Une nouvelle loi de finances complémentaire pour 2011 et un nouveau
billet de banque d'une valeur de 2000 dinars.
Ces «nouvelles» mesures annoncées jeudi par le ministre des Finances et
la Banque d'Algérie reviennent alimenter de vieux débats algériens sur la
prévisibilité économique, sur l'informel et l'inflation.
Une nouvelle loi de finances
complémentaire, une ! La «tradition» désormais établie est respectée. Jeudi, le
ministre des Finances a annoncé qu'une nouvelle loi de finances complémentaire
(LFC) sera nécessaire, pour la troisième année consécutive, afin de prendre en
charge les mesures prises par le dernier Conseil des ministres pour soutenir
l'emploi et l'investissement. Karim Djoudi a d'emblée choisi de répondre à la
critique - sérieuse - sur l'incapacité du gouvernement à faire une prévision
budgétaire annuelle qui est la durée la plus basique qui soit. Sans les mesures
exceptionnelles annoncées dans le dernier Conseil des ministres, l'Algérie
aurait-elle échappé à une autre «LFC» ? Certains en doutent et relèvent que la
LFC est désormais incluse, d'emblée, dans la démarche du gouvernement. La
répétition du recours à la LFC tend à les conforter. Ne pas avoir une démarche
sur un an, cela fait néanmoins désordre. A l'évidence, le ministre en est
conscient en affirmant que le recours à une loi de finances complémentaire «ne
signifie pas un manque de visibilité en matière de prévisions des finances
publiques du pays» mais apporte des «correctifs à des décisions exceptionnelles
qui seront prises durant un exercice donné». Bien entendu, les incidences
financières des mesures prises récemment doivent être officiellement inscrites
dans le budget de l'Etat. Mais la LFC servira aussi, selon le ministre, à
consacrer certaines «dispositions légales». Nul ne sait quelles sont ces
dispositions. Mais il faut savoir que les opérateurs, algériens comme
étrangers, n'oublient pas que les dernières lois de finances complémentaires
ont été l'occasion d'impulsion des changements significatifs en matière de
politique économique. L'absence de clarté sur les «dispositions légales» à
consacrer ne manquera pas de susciter quelques appréhensions. Le débat sur la
pertinence d'un recours systématique à la LFC n'est pas près de s'estomper.

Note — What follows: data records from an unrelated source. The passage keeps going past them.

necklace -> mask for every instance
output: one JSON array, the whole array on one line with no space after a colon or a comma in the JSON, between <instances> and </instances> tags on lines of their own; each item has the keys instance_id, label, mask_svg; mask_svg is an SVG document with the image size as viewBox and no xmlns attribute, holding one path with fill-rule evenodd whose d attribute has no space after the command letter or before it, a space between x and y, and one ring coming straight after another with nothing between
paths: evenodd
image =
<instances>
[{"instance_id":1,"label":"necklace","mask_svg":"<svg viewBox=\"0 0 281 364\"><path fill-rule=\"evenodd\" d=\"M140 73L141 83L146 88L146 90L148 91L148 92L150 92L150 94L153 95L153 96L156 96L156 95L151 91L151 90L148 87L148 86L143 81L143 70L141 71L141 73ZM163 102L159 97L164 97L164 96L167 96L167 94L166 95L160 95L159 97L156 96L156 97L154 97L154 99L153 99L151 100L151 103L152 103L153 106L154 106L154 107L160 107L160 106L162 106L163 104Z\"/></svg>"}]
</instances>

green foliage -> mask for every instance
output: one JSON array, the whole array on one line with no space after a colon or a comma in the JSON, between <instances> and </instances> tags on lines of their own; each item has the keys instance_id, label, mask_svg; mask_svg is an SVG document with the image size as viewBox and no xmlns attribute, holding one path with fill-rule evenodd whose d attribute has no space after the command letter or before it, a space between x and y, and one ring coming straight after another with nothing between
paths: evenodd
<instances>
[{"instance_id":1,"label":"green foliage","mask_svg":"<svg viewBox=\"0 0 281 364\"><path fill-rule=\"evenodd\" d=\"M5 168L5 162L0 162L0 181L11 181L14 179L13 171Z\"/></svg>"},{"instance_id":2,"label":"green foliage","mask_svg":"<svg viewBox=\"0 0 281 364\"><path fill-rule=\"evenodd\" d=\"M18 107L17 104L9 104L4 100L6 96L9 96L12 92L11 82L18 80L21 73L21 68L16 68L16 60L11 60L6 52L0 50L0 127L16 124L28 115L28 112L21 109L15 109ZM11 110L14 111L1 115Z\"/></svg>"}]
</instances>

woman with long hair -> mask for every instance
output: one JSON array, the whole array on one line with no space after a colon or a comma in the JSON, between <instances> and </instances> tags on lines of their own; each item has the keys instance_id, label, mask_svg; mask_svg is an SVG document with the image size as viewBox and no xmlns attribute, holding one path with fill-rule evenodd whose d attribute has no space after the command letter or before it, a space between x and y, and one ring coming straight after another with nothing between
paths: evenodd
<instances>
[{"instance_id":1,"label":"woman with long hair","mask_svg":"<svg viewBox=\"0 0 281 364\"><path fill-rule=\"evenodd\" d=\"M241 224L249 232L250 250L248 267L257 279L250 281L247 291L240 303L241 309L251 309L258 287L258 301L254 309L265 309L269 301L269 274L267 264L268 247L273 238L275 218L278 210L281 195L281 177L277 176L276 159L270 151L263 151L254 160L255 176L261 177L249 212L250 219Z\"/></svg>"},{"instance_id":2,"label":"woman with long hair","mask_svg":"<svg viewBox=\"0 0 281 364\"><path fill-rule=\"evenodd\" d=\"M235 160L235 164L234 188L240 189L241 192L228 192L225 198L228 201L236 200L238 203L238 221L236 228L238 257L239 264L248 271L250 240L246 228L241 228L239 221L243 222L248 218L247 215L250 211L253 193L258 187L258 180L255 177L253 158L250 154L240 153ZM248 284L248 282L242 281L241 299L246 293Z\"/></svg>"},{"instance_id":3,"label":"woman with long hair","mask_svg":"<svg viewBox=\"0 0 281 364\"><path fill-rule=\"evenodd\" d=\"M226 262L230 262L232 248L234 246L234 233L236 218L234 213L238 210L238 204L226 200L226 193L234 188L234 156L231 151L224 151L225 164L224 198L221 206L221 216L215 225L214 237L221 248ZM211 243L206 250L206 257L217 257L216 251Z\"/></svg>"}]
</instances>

Hausse des salaires et inflation
Les observateurs de la scène économique retiendront davantage le fait que
le ministre des finances, Karim Djoudi, admet qu'il existe un risque de poussée
inflationniste en 2011. Celle-ci est un effet quasi mécanique du
renchérissement des produits alimentaires – en général importés – et des
hausses de salaires sans contrepartie productive. Les augmentations de salaires
décidées par les pouvoirs publics n'allant pas, dans une proportion
significative, à l'épargne mais à la consommation, l'effet inflationniste est
certain. M. Djoudi semble tabler sur l'hypothèse que les nouveaux revenus ne
seront pas consommés mais transformés en épargne. Ainsi, selon la projection
optimiste du ministre des Finances, les rappels au titre du régime indemnitaire
de 2008, 2009 et 2010 pourraient être transformés en épargne par les ménages
afin de l'utiliser dans les dispositifs de soutien à l'accession au
logement.»Les banques ont tout intérêt à profiter de cette masse d'argent mais
doivent être plus actives en termes de mobilisation de l'épargne», a-t-il
déclaré. La masse monétaire en circulation enfle du fait des injections
massives d'argent public dans l'économie sans contrepartie de production. Les augmentations
de salaires comme les dépenses publiques vont renforcer une demande qui n'est
pas satisfaite par une offre croissante. Cela entraîne mécaniquement à une
hausse des prix qui vient annuler ces augmentations. L'épargne, qui est en
effet une issue à cette poussée inflationniste, n'est possible que lorsque les
ménages arrivent à dégager des excédents. Cela n'est possible que pour une
petite partie des ménages. Dans une économie où les revenus salariaux sont
engloutis par la consommation et les besoins primaires et où la production
stagne, l'effet inflationniste est assuré. Il faut ajouter également que les
taux d'intérêt, très bas, sont totalement dissuasifs pour l'épargne et poussent
à la consommation et donc à l'inflation. Cet aspect de la politique monétaire
algérienne, qui aurait été plus efficace dans l'encouragement de l'épargne, ne
semble pas près d'être remis en question.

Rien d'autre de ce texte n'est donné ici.